(c) South Africa Institute of Chartered Accountants. Contact SAICA for permission to reproduce this article., Tax

Acquisition of equity shares from non-resident subject to withholding tax

By Azwinndini Magadani

The use of the word ‘indirectly’ widens the scope of the disposals of equity shares that could fall within the ambit of section 35A.

The acquisition of shares generally triggers the Security Transfer Tax (STT) payable by a company whose shares are being sold but recoverable from the purchaser. It infrequently happens that the purchase of shares is liable to tax other than STT. The withholding tax on amounts paid by the purchaser to non-resident sellers of immovable property in South Africa came into effect on 1 September 2007. This article deals with the situation where the purchaser of shares in a company will be personally liable to withhold the amount of tax in respect of the acquisition thereof.

Scenario

Company A, a non-resident company, sells 30% equity shares in Company B to Company C for R3 million. Company B and Company C are both South African residents. Company B holds immovable properties for rental and the entire market value of its shares is attributable to these properties.

According to section 35A of the Income Tax Act No 58 of 1962, the purchaser of immovable property situated in South Africa must withhold amount of tax (5% to 10% of the purchase price depending on whether the seller is a natural person, company or trust) from the payment made to seller who is not a resident. The obligation to withhold the amount of tax is triggered by the disposal of an immovable property as contemplated in paragraph 2 of the Eighth Schedule to the Act by a person who is not a resident. Section 35A does not apply if the selling price does not exceed R2 million or in respect of a deposit paid in respect of the purchase of immovable property.

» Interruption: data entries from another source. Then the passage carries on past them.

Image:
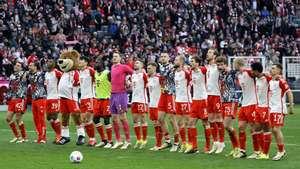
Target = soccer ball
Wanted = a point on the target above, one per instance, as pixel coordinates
(76, 157)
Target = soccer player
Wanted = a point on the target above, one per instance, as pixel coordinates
(68, 88)
(215, 117)
(182, 98)
(262, 116)
(52, 78)
(119, 100)
(247, 112)
(139, 103)
(199, 106)
(154, 87)
(101, 106)
(16, 102)
(278, 89)
(87, 84)
(36, 79)
(166, 106)
(229, 99)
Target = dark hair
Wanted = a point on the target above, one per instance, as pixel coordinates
(197, 60)
(257, 66)
(221, 59)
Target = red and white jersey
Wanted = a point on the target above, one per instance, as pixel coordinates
(212, 76)
(182, 86)
(199, 84)
(262, 91)
(87, 83)
(51, 81)
(139, 84)
(68, 85)
(247, 83)
(278, 88)
(154, 87)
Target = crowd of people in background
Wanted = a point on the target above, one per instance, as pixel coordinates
(141, 29)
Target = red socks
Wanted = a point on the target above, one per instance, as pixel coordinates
(13, 127)
(242, 138)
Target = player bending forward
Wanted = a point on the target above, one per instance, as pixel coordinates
(52, 103)
(101, 106)
(228, 87)
(199, 107)
(182, 99)
(154, 87)
(139, 104)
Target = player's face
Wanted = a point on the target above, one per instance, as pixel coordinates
(221, 66)
(17, 67)
(116, 58)
(164, 58)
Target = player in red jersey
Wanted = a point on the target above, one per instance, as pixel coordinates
(52, 103)
(87, 88)
(199, 107)
(16, 102)
(228, 87)
(246, 114)
(215, 117)
(182, 98)
(278, 89)
(139, 101)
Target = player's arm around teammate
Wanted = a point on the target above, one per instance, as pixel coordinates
(16, 103)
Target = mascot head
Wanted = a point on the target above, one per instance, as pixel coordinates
(68, 60)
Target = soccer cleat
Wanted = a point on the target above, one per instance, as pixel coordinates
(108, 145)
(143, 144)
(254, 155)
(279, 156)
(155, 148)
(117, 145)
(125, 146)
(101, 144)
(262, 156)
(137, 144)
(241, 154)
(220, 148)
(64, 140)
(174, 148)
(14, 140)
(165, 146)
(80, 140)
(214, 148)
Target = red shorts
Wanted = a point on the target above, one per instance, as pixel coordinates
(199, 109)
(247, 113)
(166, 103)
(17, 105)
(68, 106)
(138, 108)
(229, 109)
(86, 105)
(52, 106)
(262, 115)
(213, 104)
(153, 114)
(183, 108)
(277, 119)
(101, 108)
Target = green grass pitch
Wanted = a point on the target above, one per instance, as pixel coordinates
(49, 156)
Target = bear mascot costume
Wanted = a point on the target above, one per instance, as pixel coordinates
(68, 88)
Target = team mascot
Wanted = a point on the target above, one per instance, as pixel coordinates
(68, 92)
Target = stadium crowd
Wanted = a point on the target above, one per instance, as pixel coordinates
(141, 29)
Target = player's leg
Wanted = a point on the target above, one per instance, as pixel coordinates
(19, 120)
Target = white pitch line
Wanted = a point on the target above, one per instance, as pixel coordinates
(152, 137)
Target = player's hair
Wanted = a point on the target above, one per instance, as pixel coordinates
(221, 59)
(279, 66)
(257, 66)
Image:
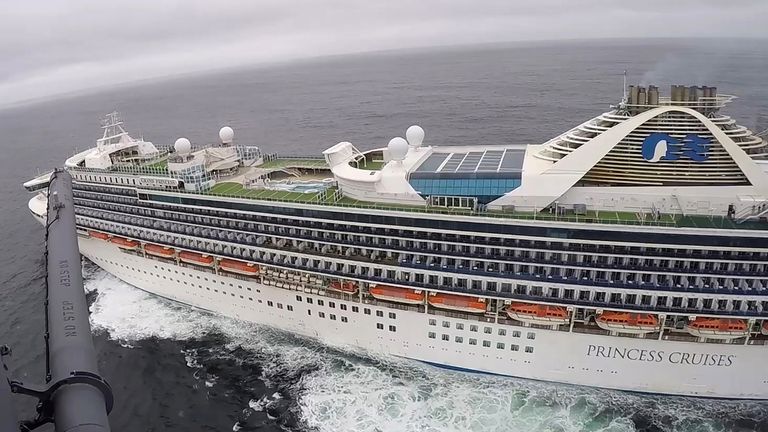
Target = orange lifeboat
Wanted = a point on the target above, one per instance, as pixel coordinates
(457, 302)
(345, 287)
(627, 322)
(159, 251)
(398, 295)
(239, 267)
(99, 235)
(718, 328)
(124, 243)
(537, 313)
(196, 258)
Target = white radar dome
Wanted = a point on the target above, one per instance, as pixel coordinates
(415, 135)
(182, 146)
(398, 148)
(226, 134)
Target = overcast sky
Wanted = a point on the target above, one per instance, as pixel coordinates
(49, 47)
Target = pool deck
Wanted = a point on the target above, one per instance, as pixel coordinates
(330, 198)
(234, 187)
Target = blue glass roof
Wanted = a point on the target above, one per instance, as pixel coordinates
(485, 175)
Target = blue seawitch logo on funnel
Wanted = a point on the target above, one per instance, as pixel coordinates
(661, 146)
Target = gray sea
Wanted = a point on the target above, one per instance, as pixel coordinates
(177, 369)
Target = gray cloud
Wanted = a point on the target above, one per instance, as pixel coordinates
(54, 46)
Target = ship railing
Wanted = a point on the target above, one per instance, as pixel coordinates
(548, 278)
(490, 317)
(580, 249)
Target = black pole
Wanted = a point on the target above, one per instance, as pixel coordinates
(79, 405)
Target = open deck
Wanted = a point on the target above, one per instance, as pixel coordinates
(332, 197)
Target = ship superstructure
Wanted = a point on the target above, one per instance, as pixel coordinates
(630, 252)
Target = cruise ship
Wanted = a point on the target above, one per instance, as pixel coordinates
(629, 253)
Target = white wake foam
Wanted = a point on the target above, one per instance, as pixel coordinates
(345, 392)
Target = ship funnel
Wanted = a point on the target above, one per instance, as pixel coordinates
(653, 95)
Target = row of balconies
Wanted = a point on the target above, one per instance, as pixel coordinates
(490, 248)
(652, 302)
(512, 260)
(719, 286)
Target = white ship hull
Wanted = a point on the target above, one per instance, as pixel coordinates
(623, 363)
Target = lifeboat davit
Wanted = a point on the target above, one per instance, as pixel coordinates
(99, 235)
(160, 251)
(196, 258)
(718, 328)
(345, 287)
(457, 302)
(538, 313)
(239, 267)
(627, 322)
(398, 295)
(124, 243)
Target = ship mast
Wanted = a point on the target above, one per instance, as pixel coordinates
(113, 129)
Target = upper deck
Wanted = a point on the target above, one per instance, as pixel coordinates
(669, 162)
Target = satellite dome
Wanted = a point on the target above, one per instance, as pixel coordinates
(415, 135)
(398, 148)
(182, 146)
(226, 134)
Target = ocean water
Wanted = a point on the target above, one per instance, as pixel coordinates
(176, 368)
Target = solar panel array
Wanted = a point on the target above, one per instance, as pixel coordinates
(489, 161)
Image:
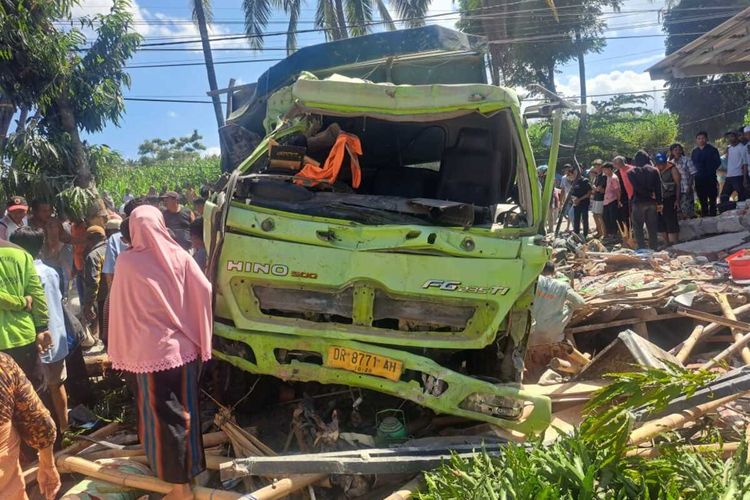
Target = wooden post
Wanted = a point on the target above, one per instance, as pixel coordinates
(285, 487)
(406, 492)
(676, 420)
(75, 464)
(209, 440)
(738, 345)
(726, 309)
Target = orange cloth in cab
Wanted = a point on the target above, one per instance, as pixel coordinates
(329, 172)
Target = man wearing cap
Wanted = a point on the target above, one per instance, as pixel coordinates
(669, 227)
(599, 182)
(646, 202)
(706, 160)
(94, 284)
(737, 162)
(178, 219)
(15, 216)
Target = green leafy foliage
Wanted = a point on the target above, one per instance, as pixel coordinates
(593, 462)
(619, 126)
(544, 32)
(338, 18)
(74, 82)
(78, 203)
(122, 179)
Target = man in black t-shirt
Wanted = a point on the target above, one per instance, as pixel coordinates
(178, 219)
(707, 160)
(580, 195)
(597, 197)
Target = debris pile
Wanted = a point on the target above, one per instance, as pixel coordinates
(670, 323)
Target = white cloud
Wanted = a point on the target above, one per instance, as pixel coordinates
(444, 11)
(643, 61)
(615, 82)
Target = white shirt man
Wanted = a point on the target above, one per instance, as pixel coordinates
(737, 160)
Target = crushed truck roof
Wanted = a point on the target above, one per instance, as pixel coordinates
(340, 95)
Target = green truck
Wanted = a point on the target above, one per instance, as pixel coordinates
(411, 273)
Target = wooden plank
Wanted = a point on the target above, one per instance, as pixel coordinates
(404, 460)
(739, 338)
(148, 483)
(568, 389)
(713, 318)
(620, 322)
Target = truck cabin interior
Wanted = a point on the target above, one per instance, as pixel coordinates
(472, 161)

The immovable property is defined to include interest in immovable property situated in South Africa. The interest in movable property includes shares held in a company if:

  • 80% or more of the market value of the equity shares is attributable directly or indirectly to immovable property, and
  • The seller holds at least 20% of the equity shares in that company.

The question in our scenario is whether the sale of shares by Company A triggers an obligation on the part of the purchaser to withhold the amount of tax.

The shares held by Company A constitute interest in movable property and the disposal falls within the provisions of section 35A for the following reasons:

  • More than 80% of the market value of Company B’s shares is attributable to immovable property.
  • Company A holds 30% (more than 20%) of the equity shares in Company B.

Company C, as a purchaser, will be required to withhold 10% of the amount payable to the seller (Company A, in this case). The amount withheld must be paid to the Commissioner within 14 days after the date on which that amount was so withheld. Furthermore, the purchaser must submit a return (NRO2) together with the payment to the Commissioner.

Where Company C fails to withhold the amount payable to the Commissioner, it will be personally liable for the amount that must be withheld to the extent that it knows or should reasonably have known that the seller is not a resident. In addition, the purchaser will be liable to pay interest and penalty (10%) on the amount of tax not withheld.

In conclusion, where a company enters into a transaction which involves the purchase from non-resident sellers of shares in the company directly or indirectly involved in immovable properties, regard should be had to the provision of section 35A.

Azwinndini Magadani CA(SA) is a SAICA National Tax Committee member and Tax Director at SNG Grant Thornton.